TALLAHASSEE — Concealed guns at Tampa Bay Buccaneers games, local bars and even voting booths could be commonplace under a sweeping measure introduced this week in the Florida Legislature.
With the recent, tragic history of the Pulse nightclub massacre last June in Orlando and the Fort Lauderdale airport shooting last month, two conservative Republican lawmakers want to do away with all of Florida's "gun-free zones" — 15 locations in state law where concealed weapons are currently prohibited.
Sen. Dennis Baxley of Ocala and Rep. Don Hahnfeldt of the Villages have proposed eliminating all state-imposed restrictions on where Florida's concealed weapons permit holders can carry their guns — with the goal of allowing businesses, institutions and people to have greater control over their own protection, Hahnfeldt said.
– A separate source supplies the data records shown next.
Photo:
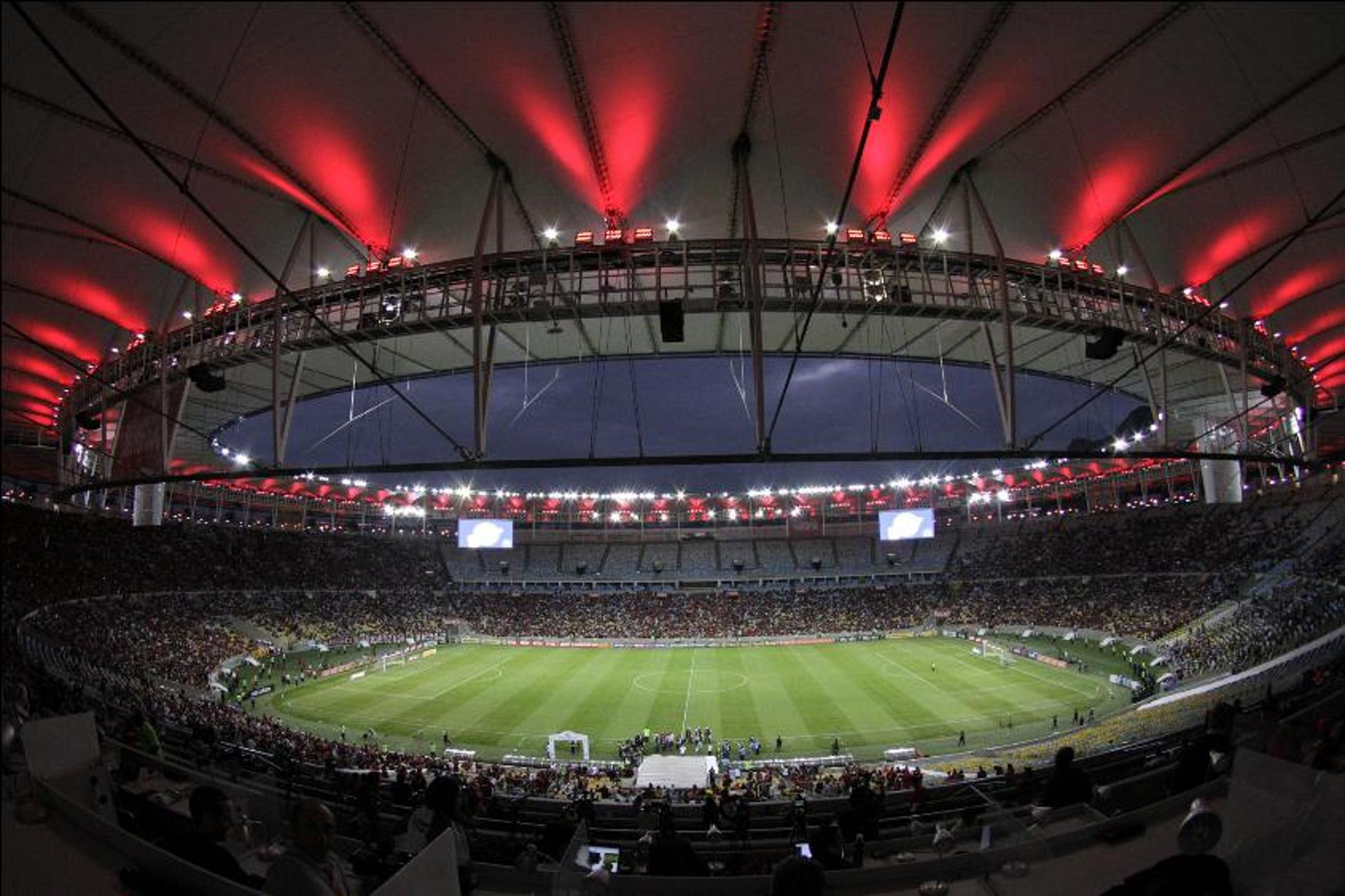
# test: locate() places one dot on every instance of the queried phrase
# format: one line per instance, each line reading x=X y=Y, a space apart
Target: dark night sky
x=687 y=406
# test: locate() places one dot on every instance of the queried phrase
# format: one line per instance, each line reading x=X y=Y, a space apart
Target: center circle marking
x=649 y=681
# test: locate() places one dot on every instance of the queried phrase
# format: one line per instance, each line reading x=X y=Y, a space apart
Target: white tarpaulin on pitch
x=675 y=771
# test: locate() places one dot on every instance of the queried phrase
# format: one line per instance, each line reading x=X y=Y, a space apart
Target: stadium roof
x=1189 y=140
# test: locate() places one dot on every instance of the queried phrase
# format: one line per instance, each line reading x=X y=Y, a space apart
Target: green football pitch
x=872 y=696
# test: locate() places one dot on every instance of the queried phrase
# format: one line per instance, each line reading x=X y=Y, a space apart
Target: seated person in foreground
x=310 y=868
x=200 y=844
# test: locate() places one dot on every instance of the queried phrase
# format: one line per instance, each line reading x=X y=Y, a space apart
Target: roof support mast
x=279 y=416
x=752 y=284
x=479 y=357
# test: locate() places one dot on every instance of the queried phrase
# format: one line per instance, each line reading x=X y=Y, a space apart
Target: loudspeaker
x=206 y=378
x=672 y=317
x=1105 y=343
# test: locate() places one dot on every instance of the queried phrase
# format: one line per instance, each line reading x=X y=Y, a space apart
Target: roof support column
x=478 y=314
x=752 y=282
x=1009 y=415
x=277 y=336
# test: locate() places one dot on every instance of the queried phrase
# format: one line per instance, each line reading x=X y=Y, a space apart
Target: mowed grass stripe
x=817 y=700
x=736 y=708
x=871 y=694
x=525 y=689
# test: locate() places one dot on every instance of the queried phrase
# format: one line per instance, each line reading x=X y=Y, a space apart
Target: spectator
x=310 y=868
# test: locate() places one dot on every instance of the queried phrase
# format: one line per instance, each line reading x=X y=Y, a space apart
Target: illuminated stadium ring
x=963 y=312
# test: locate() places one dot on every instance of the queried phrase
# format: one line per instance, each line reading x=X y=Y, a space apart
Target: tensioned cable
x=1251 y=89
x=210 y=216
x=201 y=139
x=845 y=203
x=401 y=170
x=635 y=393
x=1194 y=321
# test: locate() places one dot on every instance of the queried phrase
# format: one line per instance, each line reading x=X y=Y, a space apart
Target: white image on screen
x=904 y=526
x=485 y=535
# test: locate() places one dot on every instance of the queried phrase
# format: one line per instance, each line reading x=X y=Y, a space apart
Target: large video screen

If the proposal (SB 908 and HB 803) became law, that would mean concealed guns could be carried places they aren't allowed now — at Florida's 15 seaports and in police, sheriff and highway patrol stations; jails and prisons; courthouses; airport passenger terminals; polling places; government and legislative meetings; public K-12 schools; public college and university campuses; school, college and professional athletic events; career centers; and bars and other establishments that serve alcohol.
Hahnfeldt said the only location restrictions that would remain intact would be those imposed by federal law, which the state cannot control. Private property owners could still choose to prohibit concealed guns.
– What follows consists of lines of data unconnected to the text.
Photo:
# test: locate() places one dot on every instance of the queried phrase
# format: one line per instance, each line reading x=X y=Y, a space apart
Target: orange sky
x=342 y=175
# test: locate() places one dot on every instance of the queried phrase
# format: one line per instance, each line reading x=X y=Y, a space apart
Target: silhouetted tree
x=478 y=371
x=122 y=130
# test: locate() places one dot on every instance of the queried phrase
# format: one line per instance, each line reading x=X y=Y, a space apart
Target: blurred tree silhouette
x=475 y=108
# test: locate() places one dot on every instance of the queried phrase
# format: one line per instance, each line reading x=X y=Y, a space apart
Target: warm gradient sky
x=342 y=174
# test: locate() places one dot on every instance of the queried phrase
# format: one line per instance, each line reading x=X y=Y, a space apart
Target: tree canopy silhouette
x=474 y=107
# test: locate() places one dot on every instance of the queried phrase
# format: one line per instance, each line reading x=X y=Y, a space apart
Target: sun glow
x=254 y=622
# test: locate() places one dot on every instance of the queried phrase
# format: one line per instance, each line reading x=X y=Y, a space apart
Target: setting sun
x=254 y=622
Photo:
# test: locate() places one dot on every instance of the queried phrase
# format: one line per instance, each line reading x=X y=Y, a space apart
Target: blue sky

More than 1.7 million people have concealed weapons permits in Florida, the most of any state.
Baxley said the measure "tests the appetite for legislators to eliminate the illusion called gun-free zones."
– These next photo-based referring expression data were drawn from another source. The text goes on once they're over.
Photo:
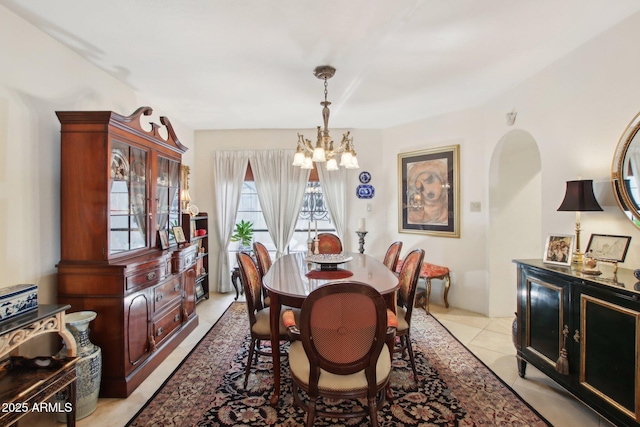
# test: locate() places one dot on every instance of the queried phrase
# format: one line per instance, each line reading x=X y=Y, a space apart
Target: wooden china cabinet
x=119 y=187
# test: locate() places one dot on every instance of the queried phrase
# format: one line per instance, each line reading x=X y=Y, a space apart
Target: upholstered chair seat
x=339 y=350
x=329 y=244
x=328 y=381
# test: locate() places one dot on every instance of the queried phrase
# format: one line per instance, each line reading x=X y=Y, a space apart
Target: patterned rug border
x=534 y=410
x=453 y=368
x=182 y=362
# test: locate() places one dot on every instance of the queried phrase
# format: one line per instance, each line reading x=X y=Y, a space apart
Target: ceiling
x=214 y=64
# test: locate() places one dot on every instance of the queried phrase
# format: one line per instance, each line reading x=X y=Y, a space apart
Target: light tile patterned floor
x=488 y=338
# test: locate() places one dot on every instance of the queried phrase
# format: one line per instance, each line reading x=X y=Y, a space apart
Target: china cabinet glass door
x=168 y=189
x=128 y=199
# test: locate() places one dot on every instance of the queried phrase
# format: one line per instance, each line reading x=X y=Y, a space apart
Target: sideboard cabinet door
x=119 y=192
x=582 y=331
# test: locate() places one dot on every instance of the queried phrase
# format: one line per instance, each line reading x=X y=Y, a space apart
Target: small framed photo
x=558 y=249
x=607 y=247
x=163 y=239
x=178 y=233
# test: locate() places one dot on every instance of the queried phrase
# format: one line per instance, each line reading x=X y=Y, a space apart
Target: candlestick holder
x=361 y=235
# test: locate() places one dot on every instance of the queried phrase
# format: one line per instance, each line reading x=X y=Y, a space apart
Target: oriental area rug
x=454 y=387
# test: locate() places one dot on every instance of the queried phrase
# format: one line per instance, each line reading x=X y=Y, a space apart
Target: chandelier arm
x=324 y=150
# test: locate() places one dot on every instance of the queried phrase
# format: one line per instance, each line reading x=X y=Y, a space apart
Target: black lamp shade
x=580 y=197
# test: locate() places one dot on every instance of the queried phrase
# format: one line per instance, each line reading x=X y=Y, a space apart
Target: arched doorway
x=515 y=216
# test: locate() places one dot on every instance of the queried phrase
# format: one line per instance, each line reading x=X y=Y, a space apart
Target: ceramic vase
x=89 y=365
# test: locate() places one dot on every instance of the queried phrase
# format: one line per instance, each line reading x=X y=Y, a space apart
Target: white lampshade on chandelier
x=306 y=154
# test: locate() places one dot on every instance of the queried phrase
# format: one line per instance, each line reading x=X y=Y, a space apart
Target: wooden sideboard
x=588 y=324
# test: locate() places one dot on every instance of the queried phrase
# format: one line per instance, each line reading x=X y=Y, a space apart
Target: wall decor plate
x=365 y=177
x=365 y=191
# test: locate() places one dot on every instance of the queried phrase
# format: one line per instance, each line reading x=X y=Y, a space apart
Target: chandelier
x=324 y=151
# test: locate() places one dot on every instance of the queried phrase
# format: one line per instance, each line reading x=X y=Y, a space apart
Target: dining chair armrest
x=289 y=320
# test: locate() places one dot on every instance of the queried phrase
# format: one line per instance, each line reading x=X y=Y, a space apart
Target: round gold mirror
x=625 y=172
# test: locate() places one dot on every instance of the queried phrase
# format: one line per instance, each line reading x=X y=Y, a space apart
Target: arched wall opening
x=515 y=216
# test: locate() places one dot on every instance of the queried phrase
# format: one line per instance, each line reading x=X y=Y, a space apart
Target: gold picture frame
x=429 y=191
x=178 y=234
x=558 y=249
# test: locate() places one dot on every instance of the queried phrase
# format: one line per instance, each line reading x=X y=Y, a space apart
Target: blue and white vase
x=88 y=367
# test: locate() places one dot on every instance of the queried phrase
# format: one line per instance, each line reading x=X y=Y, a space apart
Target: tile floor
x=488 y=338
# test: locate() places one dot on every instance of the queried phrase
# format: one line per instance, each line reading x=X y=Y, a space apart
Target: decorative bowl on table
x=328 y=261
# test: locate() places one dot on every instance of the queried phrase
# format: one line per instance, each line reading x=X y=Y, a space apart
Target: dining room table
x=293 y=277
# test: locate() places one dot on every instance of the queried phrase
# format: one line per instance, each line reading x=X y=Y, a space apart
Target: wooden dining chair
x=408 y=278
x=264 y=264
x=392 y=256
x=329 y=244
x=259 y=315
x=341 y=351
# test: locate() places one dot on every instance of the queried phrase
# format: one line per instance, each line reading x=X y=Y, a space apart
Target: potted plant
x=243 y=233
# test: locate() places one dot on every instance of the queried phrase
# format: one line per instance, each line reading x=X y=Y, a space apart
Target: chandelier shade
x=324 y=151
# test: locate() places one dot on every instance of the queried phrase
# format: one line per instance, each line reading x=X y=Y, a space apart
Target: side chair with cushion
x=408 y=278
x=341 y=352
x=264 y=264
x=258 y=313
x=392 y=256
x=329 y=244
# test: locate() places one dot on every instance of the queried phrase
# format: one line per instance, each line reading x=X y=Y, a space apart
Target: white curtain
x=334 y=189
x=280 y=188
x=229 y=168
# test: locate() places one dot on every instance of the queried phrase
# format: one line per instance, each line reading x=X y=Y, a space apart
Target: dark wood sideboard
x=120 y=187
x=590 y=324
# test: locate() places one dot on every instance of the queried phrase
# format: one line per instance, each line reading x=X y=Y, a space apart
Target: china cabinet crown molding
x=119 y=186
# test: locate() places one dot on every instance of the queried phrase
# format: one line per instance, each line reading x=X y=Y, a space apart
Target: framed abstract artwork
x=608 y=247
x=429 y=191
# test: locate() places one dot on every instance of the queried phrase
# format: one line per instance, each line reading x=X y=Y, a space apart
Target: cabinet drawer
x=163 y=326
x=147 y=277
x=164 y=294
x=183 y=258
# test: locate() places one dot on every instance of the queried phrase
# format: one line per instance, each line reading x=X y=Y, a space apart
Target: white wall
x=39 y=76
x=575 y=110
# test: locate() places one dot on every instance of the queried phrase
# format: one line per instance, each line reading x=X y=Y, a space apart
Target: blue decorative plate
x=365 y=191
x=365 y=177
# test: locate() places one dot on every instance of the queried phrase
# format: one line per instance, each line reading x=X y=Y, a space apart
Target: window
x=313 y=209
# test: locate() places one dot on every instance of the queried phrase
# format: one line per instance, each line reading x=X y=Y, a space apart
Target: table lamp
x=578 y=198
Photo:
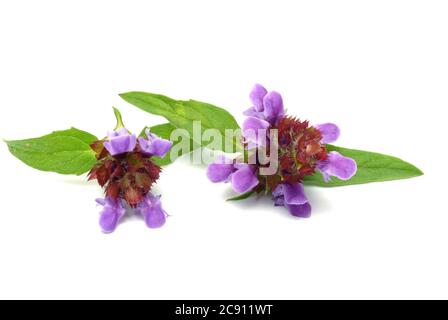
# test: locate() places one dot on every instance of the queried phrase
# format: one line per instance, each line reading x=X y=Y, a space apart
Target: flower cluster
x=301 y=152
x=126 y=172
The legislation drew swift rebuke from the Florida Coalition to Prevent Gun Violence — more than 120 local, state and national groups that banded together after the Pulse shooting.
"These gun-happy legislators have gone too far. They are endangering the public, not protecting it," Patti Brigham, coalition co-chair and vice president of the League of Women Voters of Florida, said in a statement.
It's not clear whether Baxley's and Hahnfeldt's proposal will be considered in the legislative session that begins March 7.